The ARM standardlib and Microlib routines contain the same instructions in a slightly different order, resulting in the same code size and performance.
The libgcc routine is smaller and faster than either of the ARM ones.
My version is the same size as the libgcc one, but faster.
Tool | ARM standardlib | ARM Microlib | GCC 4, 5, 6 & 7 | Mine |
---|---|---|---|---|
Code | __aeabi_lasr: push {r4, lr} cmp r2, 32 blt.n 1f mov r0, r1 asrs r3, r1, 31 subs r2, 32 asrs r0, r2 asrs r1, r0, 31 orrs r3, r1 b.n 2f 1: mov r3, r1 movs r4, 32 asrs r3, r2 lsrs r0, r2 subs r2, r4, r2 lsls r1, r2 orrs r0, r1 2: mov r1, r3 pop {r4, pc} | __aeabi_lasr: push {r4, lr} cmp r2, 32 blt.n 1f asrs r3, r1, 31 mov r0, r1 subs r2, 32 asrs r0, r2 asrs r1, r0, 31 orrs r3, r1 b.n 2f 1: mov r3, r1 asrs r3, r2 lsrs r0, r2 movs r4, 32 subs r2, r4, r2 lsls r1, r2 orrs r0, r1 2: mov r1, r3 pop {r4, pc} | __aeabi_lasr: lsrs r0, r2 adds r3, r1, 0 asrs r1, r2 subs r2, 32 bmi.n 1f mov r12, r3 asrs r3, r2 orrs r0, r3 mov r3, r12 1: negs r2, r2 lsls r3, r2 orrs r0, r3 bx lr | __aeabi_lasr: movs r3, r1 asrs r1, r2 lsrs r0, r2 subs r2, 32 bhs 1f rsbs r2, 0 lsls r3, r2 orrs r0, r3 bx lr 1: asrs r3, r2 movs r0, r3 bx lr |
Code (bytes) | 38 | 38 | 26 | 24 |
Stack (bytes) | 8 | 8 | nil | nil |
Cycles (0ws) | 21 | 21 | 15 or 13 | 11 or 12 |
Cycle counts shown depend on whether the shift is more or less than 32 bits.
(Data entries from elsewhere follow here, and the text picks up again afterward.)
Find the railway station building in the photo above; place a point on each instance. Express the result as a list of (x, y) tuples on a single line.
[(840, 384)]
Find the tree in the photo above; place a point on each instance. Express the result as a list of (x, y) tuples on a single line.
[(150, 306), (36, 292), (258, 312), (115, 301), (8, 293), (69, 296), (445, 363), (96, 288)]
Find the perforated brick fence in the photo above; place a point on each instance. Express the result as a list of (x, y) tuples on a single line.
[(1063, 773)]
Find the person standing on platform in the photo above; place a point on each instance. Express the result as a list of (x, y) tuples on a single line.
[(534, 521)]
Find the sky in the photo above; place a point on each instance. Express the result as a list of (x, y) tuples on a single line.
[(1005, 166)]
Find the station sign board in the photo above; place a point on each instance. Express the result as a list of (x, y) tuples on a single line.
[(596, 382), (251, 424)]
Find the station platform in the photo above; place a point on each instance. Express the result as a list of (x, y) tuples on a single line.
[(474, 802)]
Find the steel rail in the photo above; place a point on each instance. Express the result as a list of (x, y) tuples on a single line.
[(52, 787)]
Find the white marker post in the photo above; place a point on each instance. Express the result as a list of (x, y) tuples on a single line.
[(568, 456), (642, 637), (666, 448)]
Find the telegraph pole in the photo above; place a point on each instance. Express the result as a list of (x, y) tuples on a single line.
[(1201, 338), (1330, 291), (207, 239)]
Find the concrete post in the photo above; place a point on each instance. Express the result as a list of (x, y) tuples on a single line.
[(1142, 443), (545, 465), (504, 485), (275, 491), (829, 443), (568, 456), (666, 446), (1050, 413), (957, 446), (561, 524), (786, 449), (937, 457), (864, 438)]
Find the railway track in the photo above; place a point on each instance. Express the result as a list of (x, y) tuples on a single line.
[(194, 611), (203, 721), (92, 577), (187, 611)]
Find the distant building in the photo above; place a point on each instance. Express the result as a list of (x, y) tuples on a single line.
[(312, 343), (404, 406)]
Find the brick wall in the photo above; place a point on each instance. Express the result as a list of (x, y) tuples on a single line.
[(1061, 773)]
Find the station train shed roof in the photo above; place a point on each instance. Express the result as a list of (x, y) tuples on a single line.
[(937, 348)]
Cycle counts will be more than what is shown for both the ARM library variants because they unnecessarily use the stack, and Cortex-M0 has a Von-Neumann architecture, meaning that data access will delay fetching the next instruction.
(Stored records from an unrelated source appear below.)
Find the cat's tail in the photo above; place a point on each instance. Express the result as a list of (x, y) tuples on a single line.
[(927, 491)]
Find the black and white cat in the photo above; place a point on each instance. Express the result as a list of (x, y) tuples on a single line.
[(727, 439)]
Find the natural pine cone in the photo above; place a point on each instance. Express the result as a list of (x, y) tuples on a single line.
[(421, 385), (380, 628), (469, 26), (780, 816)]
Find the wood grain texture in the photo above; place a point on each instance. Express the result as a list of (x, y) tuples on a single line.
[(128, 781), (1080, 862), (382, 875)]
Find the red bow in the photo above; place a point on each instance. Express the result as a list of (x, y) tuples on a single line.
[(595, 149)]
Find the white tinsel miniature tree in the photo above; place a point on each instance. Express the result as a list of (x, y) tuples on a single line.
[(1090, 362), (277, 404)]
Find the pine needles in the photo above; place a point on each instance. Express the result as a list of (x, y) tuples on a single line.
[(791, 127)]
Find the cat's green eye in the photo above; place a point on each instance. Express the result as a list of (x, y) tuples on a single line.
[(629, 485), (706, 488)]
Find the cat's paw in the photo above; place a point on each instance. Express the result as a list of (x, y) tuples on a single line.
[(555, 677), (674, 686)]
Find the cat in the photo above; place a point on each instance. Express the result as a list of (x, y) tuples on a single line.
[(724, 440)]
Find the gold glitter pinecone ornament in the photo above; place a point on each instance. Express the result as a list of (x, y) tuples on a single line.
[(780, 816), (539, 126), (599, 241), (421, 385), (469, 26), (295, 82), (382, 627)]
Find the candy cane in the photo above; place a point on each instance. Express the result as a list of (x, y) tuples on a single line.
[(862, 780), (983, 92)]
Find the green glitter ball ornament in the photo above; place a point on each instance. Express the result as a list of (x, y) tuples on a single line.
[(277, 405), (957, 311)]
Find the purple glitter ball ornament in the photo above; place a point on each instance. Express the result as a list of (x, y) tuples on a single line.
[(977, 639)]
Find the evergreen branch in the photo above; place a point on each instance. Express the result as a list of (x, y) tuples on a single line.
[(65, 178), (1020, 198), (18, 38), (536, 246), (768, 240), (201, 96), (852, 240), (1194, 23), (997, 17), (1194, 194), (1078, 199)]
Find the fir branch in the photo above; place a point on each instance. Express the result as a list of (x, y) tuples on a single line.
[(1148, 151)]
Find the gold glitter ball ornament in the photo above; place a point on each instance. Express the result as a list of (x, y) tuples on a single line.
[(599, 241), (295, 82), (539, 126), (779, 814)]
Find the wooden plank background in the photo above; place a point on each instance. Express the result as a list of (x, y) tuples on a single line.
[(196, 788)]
Details of exact versions tested.
The ARM standardlib and Microlib routines contain the same instructions in a slightly different order, resulting in the same code size and performance.
The libgcc routine is smaller and faster than either of the ARM ones.
My version is smaller and faster than the libgcc one.